I'm impressed that your vet recommended Acana! Most vets push the junk they sell in their offices, such as RC or SD. I'd be wary of feeding such a high fat diet to a dog who isn't a hard working athlete, b/c of the possibility of pancreatitis. You might try one of their other kibbles that you can get in your area. Most of them are 17% fat, which seems high enough to me for most pets. I looked up several other good kibbles (IMO), and they're all around that fat %. I would recommend a kibble with no corn, wheat, or soy. I prefer grain free, which Acana also has. If you want a grain inclusive (and your dog can eat a chicken based kibble), Acana's Chicken and Burbank Potato (which includes steel cut oats as its only grain) is a good choice. It's also one of Acana's most affordable choices. My boxer is currently on it, but it's giving him eye boogers (boxers have notoriously sensitive systems and do best on grain free), so I'll be going back to grain free after this bag. There's nothing wrong with the food - it's just not working so great for my boxer.

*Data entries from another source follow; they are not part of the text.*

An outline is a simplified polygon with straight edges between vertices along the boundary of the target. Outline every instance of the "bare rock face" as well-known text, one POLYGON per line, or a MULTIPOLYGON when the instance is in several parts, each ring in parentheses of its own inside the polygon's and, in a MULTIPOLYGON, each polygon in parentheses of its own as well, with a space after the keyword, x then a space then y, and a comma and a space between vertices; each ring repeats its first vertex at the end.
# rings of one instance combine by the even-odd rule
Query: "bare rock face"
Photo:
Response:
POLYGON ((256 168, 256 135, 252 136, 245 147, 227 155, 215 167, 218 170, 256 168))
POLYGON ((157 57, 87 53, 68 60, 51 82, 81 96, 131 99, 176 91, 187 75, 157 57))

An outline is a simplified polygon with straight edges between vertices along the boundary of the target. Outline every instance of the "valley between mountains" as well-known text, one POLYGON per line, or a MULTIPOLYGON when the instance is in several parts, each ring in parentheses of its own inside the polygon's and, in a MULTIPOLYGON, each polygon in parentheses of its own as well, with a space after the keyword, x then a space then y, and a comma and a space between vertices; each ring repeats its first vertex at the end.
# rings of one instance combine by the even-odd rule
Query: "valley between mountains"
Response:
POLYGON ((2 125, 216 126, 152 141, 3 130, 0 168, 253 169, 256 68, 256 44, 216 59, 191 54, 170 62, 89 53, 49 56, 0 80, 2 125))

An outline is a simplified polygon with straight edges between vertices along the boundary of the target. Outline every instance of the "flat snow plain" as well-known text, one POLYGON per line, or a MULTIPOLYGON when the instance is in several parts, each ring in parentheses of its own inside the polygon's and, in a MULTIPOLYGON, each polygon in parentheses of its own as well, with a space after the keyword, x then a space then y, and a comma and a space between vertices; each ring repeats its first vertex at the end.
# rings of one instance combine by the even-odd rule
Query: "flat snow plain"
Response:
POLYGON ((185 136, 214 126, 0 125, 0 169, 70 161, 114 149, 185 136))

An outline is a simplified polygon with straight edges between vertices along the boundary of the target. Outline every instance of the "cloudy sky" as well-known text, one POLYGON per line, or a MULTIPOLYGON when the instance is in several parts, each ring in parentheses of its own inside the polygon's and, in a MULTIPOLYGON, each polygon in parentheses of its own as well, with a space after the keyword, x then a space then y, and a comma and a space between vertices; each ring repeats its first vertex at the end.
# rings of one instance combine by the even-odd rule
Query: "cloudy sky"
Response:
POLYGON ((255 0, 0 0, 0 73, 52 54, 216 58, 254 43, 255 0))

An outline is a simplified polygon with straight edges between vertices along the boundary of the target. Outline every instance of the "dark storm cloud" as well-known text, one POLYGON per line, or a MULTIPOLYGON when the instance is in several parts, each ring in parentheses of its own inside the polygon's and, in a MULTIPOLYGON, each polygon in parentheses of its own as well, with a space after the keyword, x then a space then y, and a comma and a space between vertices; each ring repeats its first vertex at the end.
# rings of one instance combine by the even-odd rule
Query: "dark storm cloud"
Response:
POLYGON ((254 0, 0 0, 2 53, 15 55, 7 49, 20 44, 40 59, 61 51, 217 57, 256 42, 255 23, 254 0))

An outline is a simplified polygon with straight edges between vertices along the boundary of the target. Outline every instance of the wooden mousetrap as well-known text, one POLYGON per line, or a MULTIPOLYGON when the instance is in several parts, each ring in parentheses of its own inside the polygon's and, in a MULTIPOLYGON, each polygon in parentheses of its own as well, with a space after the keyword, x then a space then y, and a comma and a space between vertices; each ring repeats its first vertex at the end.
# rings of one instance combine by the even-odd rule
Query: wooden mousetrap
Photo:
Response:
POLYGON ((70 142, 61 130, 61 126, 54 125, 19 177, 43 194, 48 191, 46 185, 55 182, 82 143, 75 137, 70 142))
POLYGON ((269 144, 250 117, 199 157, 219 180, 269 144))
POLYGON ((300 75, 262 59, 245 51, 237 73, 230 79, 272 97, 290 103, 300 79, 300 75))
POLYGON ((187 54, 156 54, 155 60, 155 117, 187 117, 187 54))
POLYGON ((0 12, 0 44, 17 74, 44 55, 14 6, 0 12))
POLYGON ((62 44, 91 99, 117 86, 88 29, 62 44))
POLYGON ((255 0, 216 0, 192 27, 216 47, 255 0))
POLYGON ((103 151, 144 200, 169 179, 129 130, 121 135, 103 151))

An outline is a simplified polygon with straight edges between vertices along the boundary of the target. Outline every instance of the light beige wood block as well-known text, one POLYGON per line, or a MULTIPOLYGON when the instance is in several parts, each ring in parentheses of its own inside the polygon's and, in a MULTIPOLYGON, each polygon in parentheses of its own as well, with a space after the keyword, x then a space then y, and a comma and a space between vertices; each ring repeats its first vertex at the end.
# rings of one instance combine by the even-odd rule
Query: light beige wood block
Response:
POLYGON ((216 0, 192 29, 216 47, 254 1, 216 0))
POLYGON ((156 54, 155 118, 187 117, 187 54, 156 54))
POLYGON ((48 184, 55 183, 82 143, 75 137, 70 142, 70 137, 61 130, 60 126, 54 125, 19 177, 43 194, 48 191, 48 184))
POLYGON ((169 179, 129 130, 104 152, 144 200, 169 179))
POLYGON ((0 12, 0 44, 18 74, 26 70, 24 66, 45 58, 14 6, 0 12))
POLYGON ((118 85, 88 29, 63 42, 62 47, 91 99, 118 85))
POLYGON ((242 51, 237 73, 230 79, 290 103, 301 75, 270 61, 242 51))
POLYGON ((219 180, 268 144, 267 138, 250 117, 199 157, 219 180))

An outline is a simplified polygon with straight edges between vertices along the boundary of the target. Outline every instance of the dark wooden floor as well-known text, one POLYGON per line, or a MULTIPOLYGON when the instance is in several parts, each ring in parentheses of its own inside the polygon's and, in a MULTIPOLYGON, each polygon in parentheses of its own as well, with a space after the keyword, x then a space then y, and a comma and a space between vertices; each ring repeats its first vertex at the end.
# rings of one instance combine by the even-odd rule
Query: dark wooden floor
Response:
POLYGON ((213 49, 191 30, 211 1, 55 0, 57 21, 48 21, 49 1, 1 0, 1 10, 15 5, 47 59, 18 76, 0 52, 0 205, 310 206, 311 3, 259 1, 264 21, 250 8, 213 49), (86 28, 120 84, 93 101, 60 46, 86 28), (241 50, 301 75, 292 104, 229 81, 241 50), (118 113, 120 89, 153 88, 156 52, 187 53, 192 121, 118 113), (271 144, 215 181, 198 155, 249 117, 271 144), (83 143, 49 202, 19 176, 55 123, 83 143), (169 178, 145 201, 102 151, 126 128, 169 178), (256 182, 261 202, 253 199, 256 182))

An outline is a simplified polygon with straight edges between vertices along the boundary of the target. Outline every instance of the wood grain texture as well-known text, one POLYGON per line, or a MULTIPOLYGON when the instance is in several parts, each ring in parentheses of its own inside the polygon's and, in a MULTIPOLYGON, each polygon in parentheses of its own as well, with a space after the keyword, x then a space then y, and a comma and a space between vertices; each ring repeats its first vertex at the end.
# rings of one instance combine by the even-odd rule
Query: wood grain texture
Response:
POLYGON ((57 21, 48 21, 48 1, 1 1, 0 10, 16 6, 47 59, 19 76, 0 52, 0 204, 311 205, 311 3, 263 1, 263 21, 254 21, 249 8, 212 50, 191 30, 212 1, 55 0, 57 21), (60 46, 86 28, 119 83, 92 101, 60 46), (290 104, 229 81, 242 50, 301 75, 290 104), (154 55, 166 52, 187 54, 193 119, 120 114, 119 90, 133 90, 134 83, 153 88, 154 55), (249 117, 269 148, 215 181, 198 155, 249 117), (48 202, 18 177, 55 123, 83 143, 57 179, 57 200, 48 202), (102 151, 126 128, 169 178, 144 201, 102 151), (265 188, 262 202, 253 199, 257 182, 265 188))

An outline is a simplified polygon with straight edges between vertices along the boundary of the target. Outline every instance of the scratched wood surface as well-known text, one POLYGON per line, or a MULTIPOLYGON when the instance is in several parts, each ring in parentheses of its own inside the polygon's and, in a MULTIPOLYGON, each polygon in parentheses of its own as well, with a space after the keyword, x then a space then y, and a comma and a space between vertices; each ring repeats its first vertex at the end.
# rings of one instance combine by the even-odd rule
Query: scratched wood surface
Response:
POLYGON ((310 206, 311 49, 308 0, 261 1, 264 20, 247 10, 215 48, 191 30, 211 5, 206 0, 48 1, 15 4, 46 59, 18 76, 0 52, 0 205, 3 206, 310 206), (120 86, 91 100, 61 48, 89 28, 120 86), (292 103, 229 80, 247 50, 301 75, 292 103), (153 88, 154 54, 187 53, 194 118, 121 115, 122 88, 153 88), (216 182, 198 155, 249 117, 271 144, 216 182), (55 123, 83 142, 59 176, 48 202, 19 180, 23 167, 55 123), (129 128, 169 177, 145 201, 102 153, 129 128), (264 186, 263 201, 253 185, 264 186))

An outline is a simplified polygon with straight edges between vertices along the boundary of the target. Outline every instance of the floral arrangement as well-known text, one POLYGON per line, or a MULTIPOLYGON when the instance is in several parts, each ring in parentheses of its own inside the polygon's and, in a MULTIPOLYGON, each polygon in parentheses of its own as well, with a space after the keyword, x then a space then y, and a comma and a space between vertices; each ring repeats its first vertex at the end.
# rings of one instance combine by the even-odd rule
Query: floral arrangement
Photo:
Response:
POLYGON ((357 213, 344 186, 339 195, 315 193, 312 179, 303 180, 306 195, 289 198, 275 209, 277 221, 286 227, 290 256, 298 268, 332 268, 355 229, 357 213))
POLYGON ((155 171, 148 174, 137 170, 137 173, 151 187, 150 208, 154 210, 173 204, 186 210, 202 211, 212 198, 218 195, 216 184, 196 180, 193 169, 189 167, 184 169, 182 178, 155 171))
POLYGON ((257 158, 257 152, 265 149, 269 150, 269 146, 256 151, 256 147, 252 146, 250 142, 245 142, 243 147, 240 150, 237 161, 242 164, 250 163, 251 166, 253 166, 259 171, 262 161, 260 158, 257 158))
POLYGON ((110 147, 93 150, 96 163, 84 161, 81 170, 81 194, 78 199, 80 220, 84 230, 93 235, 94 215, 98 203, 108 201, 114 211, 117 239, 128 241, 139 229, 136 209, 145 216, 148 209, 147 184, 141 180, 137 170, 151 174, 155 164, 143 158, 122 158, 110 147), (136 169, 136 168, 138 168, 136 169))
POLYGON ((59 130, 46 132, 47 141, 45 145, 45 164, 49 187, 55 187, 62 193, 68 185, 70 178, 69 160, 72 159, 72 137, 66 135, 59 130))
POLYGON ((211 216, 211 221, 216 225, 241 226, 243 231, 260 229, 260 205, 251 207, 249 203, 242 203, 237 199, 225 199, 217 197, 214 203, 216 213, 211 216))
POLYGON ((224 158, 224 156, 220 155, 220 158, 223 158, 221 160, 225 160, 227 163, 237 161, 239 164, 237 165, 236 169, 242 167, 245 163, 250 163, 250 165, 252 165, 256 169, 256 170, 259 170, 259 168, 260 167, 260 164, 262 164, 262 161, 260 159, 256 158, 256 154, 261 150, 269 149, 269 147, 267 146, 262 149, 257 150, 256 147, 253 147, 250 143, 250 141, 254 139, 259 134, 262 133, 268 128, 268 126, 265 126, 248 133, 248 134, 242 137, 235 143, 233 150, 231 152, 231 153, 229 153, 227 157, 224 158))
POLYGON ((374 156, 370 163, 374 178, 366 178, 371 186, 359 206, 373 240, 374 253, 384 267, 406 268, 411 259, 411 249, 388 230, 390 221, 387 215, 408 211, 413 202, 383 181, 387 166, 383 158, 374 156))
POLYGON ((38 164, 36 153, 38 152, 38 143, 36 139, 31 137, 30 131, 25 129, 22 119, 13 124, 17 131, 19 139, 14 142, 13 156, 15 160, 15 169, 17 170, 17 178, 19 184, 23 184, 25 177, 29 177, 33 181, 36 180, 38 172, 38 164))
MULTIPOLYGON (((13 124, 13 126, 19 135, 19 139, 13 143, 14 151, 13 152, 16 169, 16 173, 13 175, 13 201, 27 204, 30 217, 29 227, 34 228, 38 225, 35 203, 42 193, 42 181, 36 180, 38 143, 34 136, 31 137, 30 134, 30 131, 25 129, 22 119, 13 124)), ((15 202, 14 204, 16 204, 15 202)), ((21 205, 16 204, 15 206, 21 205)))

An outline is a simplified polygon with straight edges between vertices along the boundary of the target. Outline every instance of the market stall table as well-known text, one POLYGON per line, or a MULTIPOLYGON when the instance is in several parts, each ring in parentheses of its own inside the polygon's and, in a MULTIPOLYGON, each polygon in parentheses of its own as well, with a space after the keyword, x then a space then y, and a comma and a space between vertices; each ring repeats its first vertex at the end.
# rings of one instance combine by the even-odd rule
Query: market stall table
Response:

If you don't think it would make your dog sick, you could try Satin Balls (http://www.dogforum.net/dog-frequently-asked-questions/5191-how-make-satin-balls-fat-balls.html). They've been used by many to put weight on a dog.


----------



## RileysDad (Jan 6, 2013)

hello thanks for all the responses greatly appreciated....feeding more is not really an option because he does not eat more he will just leave it in the bowl....i'm feeding canidae pure elements now and previously fed eve red meat formula....the vet liked this acana sport and agaility because of the 24% fat content...I dont know if there is another food out there with this high fat content...thans everybody I think I will go with an acana or orijen product but do not know which one...oh and yes he does agaility work and is very active so this diet is warranted in my opinion...have any of you heard of this dog food Dr Tims Momentum Highly Athletic Dog FOod


----------



## Xeph (May 7, 2007)

http://www.nativedogfood.com/energy-level-4/


----------



## Miss Bugs (Jul 4, 2011)

you may have to call around to find it, Acana is easy to find in my area(virtually every store, and even some of the vets offices carry it), but the sport and agilty formula is only avalable in 2 stores in the city..I recall having this trouble when a friend of mine was dogsitting her naighbores lab and thats what he ate, he ran out of food, and she had a devil of a time trying to find it!


----------



## Jacksons Mom (Mar 12, 2010)

I'm pretty sure Sport & Agility is not available anywhere in the US due to the inclusion of milk thistle. It's allowed as a supplement, but not IN the food, or something of the sorts. They changed the Lamb & Apple, Duck & Pear, and Chicken & Burbank Potato formulas so they could be sold in the US.


----------



## RileysDad (Jan 6, 2013)

Are there any pet foods that are made in the US that contain milk thistle? What is the big deal with this ingredient?


----------



## InkedMarie (Mar 11, 2009)

I can recommend Dr Tim's Pursuit.


----------



## marsha=whitie (Dec 29, 2008)

Your best bet is to find another food that is comparable to what your vet suggested. Xeph suggested a great food that is comparable to the Acana.


----------



## nemefeme (Jan 10, 2013)

I put my larger dog on Acana after I noticed he was playing with his food instead of eating it (I think it was purina or pro-something) and he really liked it. His coat also looked noticeably better but no weight change. Could be different in your case though; the food is good.


----------